They indicate guilt for me and feed my self loathing and keep my confidence and esteem low. I have difficulty just taking the day off, relaxing and doing as little as possible. I 'should' be doing SOMETHING instead of relaxing and enjoying myself. Somehow, I don't deserve a break from work! If I have a day where I'm unproductive, then I'm doing something wrong! I'm lazy, I procrastinate, I'm dirty - all the negatives come pouring out, all starting with one little should. It isn't that I don't keep on top of the housework - I do. I'm not really lazy (see, still not quite convinced of that one). I do put some things off till the last minute...OK the last few days. One of my friends says I am the tidiest, most organised person she knows - she would never recognise my internal monologue as me! See, the guilt is pouring out of me as I type! I'm defending myself at the mere mention of the negative traits my inner monologue berates me with!

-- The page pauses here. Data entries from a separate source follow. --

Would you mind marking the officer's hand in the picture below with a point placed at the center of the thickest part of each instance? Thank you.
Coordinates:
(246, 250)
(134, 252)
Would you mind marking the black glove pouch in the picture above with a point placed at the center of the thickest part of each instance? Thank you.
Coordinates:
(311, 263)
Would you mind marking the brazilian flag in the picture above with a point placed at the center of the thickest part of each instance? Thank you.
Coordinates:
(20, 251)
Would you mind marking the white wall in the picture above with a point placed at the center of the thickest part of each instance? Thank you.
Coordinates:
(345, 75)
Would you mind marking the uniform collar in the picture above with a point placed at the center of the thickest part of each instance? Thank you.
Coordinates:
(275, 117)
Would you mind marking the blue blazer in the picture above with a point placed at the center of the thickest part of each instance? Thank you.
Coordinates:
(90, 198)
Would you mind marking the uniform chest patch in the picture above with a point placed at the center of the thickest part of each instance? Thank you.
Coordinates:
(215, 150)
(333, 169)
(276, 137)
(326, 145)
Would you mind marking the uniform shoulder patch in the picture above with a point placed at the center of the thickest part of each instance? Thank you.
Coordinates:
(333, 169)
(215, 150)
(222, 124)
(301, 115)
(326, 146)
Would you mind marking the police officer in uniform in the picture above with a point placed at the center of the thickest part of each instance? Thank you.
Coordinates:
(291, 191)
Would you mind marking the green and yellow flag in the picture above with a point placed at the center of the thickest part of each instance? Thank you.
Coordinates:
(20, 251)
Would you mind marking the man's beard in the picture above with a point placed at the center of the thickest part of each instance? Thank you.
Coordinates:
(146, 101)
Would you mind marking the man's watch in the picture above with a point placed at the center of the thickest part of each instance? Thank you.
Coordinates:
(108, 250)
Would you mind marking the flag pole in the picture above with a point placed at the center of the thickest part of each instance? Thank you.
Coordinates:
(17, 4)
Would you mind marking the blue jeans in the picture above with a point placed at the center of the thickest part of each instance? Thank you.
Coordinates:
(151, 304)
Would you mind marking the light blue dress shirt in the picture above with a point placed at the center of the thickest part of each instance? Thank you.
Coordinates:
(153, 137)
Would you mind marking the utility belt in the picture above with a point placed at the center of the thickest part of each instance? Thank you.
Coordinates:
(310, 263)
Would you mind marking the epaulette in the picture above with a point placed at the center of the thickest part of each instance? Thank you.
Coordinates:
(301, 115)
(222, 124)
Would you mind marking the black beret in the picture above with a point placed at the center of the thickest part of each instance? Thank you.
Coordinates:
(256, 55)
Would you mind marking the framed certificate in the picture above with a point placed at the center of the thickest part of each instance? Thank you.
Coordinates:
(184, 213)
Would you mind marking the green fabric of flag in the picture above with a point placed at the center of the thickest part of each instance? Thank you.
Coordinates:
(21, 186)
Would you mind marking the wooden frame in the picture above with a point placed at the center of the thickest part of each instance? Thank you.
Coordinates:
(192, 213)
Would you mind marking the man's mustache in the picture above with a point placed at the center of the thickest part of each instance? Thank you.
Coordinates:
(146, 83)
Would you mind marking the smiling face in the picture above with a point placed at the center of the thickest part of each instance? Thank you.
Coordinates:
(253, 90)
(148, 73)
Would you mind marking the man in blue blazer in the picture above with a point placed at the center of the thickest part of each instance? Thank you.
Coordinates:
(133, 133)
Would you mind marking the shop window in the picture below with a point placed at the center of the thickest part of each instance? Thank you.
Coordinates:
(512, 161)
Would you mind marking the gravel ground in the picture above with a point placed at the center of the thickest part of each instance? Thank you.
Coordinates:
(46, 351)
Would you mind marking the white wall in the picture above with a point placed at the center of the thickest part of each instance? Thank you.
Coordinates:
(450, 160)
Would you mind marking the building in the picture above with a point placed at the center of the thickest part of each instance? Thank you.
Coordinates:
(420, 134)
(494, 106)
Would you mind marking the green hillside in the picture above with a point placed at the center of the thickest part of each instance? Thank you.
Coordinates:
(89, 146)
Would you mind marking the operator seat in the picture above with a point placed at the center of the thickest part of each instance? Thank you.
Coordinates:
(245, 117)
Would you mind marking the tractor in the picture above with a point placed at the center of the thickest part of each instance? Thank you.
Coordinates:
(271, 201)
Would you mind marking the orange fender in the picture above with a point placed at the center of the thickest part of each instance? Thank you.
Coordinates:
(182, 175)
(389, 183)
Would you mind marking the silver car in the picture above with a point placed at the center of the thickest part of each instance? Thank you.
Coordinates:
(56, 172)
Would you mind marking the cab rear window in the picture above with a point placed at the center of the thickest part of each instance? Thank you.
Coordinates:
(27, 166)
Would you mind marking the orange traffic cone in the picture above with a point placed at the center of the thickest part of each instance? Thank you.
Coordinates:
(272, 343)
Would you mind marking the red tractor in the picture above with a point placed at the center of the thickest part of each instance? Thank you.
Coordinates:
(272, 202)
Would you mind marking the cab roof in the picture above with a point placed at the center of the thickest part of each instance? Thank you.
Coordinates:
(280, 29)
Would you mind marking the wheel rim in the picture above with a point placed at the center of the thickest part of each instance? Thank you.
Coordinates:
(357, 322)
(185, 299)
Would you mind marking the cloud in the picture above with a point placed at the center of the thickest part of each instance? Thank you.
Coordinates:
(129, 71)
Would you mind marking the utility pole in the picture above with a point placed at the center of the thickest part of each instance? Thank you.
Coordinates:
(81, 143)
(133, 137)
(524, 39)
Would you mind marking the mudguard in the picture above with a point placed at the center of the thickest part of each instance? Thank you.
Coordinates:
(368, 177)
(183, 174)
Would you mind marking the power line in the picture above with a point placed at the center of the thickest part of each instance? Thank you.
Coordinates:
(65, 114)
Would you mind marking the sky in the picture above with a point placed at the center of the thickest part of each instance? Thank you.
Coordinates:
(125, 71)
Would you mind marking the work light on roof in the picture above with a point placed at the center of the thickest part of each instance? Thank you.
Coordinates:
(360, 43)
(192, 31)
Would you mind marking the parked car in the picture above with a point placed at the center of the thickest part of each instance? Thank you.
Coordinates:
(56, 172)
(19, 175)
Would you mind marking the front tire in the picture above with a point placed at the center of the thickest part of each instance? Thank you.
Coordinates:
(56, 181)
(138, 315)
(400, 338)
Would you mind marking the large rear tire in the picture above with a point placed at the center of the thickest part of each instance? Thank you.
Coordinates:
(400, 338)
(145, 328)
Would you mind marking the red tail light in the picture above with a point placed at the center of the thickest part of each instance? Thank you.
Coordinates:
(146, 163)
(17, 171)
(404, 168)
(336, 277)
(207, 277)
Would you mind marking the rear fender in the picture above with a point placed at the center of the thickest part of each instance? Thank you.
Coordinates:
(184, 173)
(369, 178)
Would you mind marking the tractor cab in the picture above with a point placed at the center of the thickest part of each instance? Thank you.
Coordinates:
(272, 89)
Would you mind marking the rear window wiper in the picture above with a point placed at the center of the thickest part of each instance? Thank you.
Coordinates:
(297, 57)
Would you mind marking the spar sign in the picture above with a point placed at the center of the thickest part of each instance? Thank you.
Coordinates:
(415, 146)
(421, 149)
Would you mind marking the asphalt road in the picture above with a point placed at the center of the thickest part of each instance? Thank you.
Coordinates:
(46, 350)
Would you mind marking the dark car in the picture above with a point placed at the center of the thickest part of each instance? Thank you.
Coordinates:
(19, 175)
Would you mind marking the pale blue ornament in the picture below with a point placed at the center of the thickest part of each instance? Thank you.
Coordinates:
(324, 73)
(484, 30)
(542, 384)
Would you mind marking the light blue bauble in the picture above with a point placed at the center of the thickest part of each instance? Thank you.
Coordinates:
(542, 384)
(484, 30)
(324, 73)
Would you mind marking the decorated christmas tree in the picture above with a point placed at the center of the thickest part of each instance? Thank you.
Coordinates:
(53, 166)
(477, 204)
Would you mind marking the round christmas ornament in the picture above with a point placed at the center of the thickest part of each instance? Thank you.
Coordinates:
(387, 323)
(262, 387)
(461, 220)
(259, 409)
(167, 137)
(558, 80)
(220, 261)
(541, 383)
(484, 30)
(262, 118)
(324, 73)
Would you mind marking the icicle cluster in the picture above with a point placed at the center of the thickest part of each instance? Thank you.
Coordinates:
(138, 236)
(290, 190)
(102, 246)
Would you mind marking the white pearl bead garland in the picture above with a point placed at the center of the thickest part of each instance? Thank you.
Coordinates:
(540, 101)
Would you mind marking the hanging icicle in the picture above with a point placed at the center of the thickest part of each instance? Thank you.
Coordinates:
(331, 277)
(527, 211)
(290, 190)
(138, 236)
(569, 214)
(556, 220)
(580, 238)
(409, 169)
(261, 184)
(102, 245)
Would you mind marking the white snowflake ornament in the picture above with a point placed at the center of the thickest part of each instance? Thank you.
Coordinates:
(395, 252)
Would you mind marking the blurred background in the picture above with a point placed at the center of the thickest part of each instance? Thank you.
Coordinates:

Instead of agreeing automatically with the 'should's, I try and be more aware of them. When I hear them, I have to remember that the inner voice with the 'should' is not necessarily working in my own best interest. So what if the housework needs done? It can wait till tomorrow. Why 'should' I feel differently from how I actually feel? I have a right to feel the way I do, regardless of the 'should'. In my head, the sound of the voice is sometimes that of my mother, father, XAH and almost everyone who every spoke to me in a disparaging way. And sometimes it is just me, being my own worst enemy.

So enough with the 'should's. Be kind to yourself. Allow yourself some 'me' time. Get rid of the 'should's. I try and replace mine with 'could' - it seems to take the shame out of it, when I catch myself in time!